Rather, Dutch merchants, bankers, slave traders, sugar technologists, industrialists, and government officials played critical roles in creating, financing, and otherwise supporting slavery and slave-based production in many non-Dutch territories, especially in the Caribbean.
Let us take the case of my homeland of Barbados – a British colonial possession from 1625 to 1966. Historian, Matthew Parker, writing in his insightful text entitled The Sugar Barons gives this account of the critical role played by the Dutch in the Establishment of Barbados as a slave-based, sugar-producing British colonial territory in the first half of the 17th century:
“The earliest accounts of Barbados… are partial and contradictory. All agree, however, that Dutch influence was decisive in establishing the sugar industry on this island in the early 1640s.
The actual technology was Portuguese……But it was the Dutch…..who were the engine of its transfer as well as providing the labour, tools, easy credit and ships to get the finished sugar……”
Indeed, Matthew Parker actually quotes from a historical document from the 1660s which testified to the critical role of the Dutch in Barbados as follows:
“The Dutch who are great encouragers of our Plantations, in the first attempt to make sugar, gave great Credit to the more sober Inhabitants…….They also furnished the Island with negroes, copper, cane, and all other things that belong to… ..making sugar.”
But, of course, it wasn’t just Barbados. Similar Dutch involvement, influence and support was found throughout our Caribbean region. Here, then, is the most extensive and comprehensive testimony of the eminent Caribbean historian, Dr Eric Williams (the first Prime Minister of Trinidad and Tobago) contained in his magnum opus From Columbus to Castro:
“Seventeenth-century Caribbean history saw a perpetual struggle ….between the Netherlands, England, and France over the Caribbean trade.
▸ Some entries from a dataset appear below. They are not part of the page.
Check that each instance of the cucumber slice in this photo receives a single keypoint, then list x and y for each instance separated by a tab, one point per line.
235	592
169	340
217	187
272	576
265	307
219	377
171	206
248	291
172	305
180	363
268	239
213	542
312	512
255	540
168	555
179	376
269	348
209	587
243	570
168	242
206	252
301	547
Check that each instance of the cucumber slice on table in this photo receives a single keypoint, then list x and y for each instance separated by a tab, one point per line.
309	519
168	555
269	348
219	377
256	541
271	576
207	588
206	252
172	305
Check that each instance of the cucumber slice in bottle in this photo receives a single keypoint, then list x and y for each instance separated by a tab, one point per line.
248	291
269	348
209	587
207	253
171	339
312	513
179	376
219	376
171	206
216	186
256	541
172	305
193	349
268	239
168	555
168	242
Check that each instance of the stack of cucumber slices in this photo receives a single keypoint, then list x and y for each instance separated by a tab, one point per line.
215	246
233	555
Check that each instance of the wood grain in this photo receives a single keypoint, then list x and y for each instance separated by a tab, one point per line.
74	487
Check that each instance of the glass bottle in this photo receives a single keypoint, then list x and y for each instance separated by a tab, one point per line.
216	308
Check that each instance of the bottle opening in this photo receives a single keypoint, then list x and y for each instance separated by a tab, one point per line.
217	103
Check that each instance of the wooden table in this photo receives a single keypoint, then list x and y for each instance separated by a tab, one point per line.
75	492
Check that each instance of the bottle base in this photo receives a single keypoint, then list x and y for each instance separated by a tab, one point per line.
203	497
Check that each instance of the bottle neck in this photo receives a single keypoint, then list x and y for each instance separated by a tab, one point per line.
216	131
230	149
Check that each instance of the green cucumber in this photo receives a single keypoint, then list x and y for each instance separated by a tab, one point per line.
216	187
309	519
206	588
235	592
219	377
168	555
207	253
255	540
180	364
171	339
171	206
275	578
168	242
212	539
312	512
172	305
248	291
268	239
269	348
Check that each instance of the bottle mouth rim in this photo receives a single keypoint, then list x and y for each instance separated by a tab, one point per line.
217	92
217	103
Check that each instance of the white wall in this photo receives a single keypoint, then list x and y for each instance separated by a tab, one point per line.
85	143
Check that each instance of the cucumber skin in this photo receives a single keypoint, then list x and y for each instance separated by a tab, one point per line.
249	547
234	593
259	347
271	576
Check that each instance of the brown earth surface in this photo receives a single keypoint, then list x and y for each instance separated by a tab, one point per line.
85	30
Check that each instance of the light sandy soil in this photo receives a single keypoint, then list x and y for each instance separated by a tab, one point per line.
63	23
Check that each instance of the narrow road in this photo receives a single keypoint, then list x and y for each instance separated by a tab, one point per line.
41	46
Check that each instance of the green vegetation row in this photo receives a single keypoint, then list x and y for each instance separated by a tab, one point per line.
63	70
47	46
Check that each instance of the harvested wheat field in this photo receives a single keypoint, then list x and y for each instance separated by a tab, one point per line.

The Dutch, turning their attention to trade rather than plantations, early took the lead……
“So successful were the Dutch in their chosen field that by the middle of the century, out of a total of 25,000 ships engaged in the maritime trade of Europe, the Dutch owned 15,000….
“The Caribbean Sea became practically a Dutch canal.
The new European annexations in the Caribbean, de jure English, French and Danish, were de facto Dutch…….It was the Dutch who, when tobacco prices fell on the world market, taught the planters the secrets of cane cultivation and sugar production. . It was the Dutch who provided the necessary supply of slaves…”
So there can be no doubt that the Netherlands or the Netherlands were critical to the establishment and operation of a number of slave-based sugar plantations in Barbados and several other non-Dutch Caribbean territories, and that the Netherlands benefited enormously from the involvement and support of these in essentially criminal enterprise.
It is now up to the CARICOM Reparations Commission to inform Prime Minister Rutte that the time has come for a conversation about the role his government must now play in healing the wounds that still exist not only in the Dutch-speaking CARICOM member state of Suriname. , but also in Guyana (a former Dutch colonial possession), and in Barbados and all other relevant CARICOM nations.